Questo ha imposto un attento monitoraggio e una regolamentazione della retorica ideologica a proposito della storia cinese, in particolare quella degli ultimi due secoli: la storia infinitamente riraccontata dai mezzi d’informazione di stato e dai libri di testo è quella dell’umiliazione della Cina a partire dalle guerre dell’oppio, e conclusa solo con la vittoria comunista nel 1949. Da questo deriva la conclusione che essere patriottici significa sostenere il dominio del partito.

Quando alla storia viene attribuita una funzione di legittimazione così forte, essa ovviamente non può tollerare alcuna autocritica sostanziale. I cinesi hanno imparato la lezione del fallimento di Gorbačëv: il pieno riconoscimento dei “crimini fondanti” non può che far crollare l’intero sistema.

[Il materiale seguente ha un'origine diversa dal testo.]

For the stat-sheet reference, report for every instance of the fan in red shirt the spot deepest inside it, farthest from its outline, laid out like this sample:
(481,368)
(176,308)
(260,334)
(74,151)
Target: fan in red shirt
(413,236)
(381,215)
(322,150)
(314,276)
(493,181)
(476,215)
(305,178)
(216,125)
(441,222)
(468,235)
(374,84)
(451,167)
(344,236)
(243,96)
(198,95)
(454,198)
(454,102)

Quei crimini devono quindi rimanere sconfessati: è vero, alcuni “eccessi” ed “errori” maoisti vengono denunciati (il grande balzo in avanti e la devastante carestia che ne seguì; la rivoluzione culturale), e la valutazione di Deng sul ruolo di Mao (al 70 per cento positiva, al 30 per cento negativa) è assurta a formula ufficiale. Ma questa valutazione funziona come una conclusione formale che rende superflua qualsiasi ulteriore elaborazione: anche se Mao è stato al 30 per cento negativo, l’impatto simbolico complessivo di questa ammissione viene neutralizzato, affinché egli possa continuare a essere celebrato come il padre fondatore della nazione, e affinché il suo corpo rimanga in un mausoleo e la sua immagine su ogni banconota.

Siamo di fronte a un chiaro caso di sconfessione feticistica: pur sapendo benissimo che Mao ha commesso errori e causato immense sofferenze, la sua figura viene mantenuta magicamente incontaminata da questi fatti. In questo modo, i comunisti cinesi possono salvare capra e cavoli: ai cambiamenti radicali apportati dalla liberalizzazione economica si associa la prosecuzione, come prima, del governo dello stesso partito.

Il mio ricordo più malinconico che ho relativo a Gorbačëv è una voce che circolava in Germania negli anni novanta – chissà se è vera, ma se non è vero, è ben trovato… In visita a Berlino dopo aver perso il potere, Gorbačëv tentò una visita a sorpresa all’ex cancelliere Willy Brandt. Tuttavia, quando (con le sue guardie del corpo) si avvicinò alla casa di Brandt e suonò il campanello, Brandt si rifiutò di riceverlo. Più tardi quest’ultimo avrebbe spiegato a un amico il motivo: non aveva mai perdonato a Gorbačëv di aver permesso la dissoluzione del blocco comunista. Non perché Brandt fosse, in segreto, un sostenitore del comunismo sovietico, ma perché era consapevole che la scomparsa del blocco comunista avrebbe comportato anche la scomparsa dello stato sociale voluto dalla socialdemocrazia dell’Europa occidentale.

In altre parole, Brandt sapeva che il sistema capitalista è pronto a fare notevoli concessioni ai lavoratori e ai poveri solo se esiste la seria minaccia di un’alternativa, di un diverso modo di produzione che prometta ai lavoratori i loro diritti. Per mantenere la sua legittimità, il capitalismo deve dimostrare di funzionare meglio delle sue alternative anche per i lavoratori e i poveri. Ed è nel momento in cui questa alternativa svanisce che si può procedere allo smantellamento dello stato sociale.

La crisi globale che stiamo vivendo oggi richiede chiaramente un cambiamento sociale radicale. Tuttavia, se vogliamo resuscitare la visione di un comunismo davvero diverso, dovremo farlo su una base totalmente diversa da quella immaginata da Gorbačëv (e Lenin).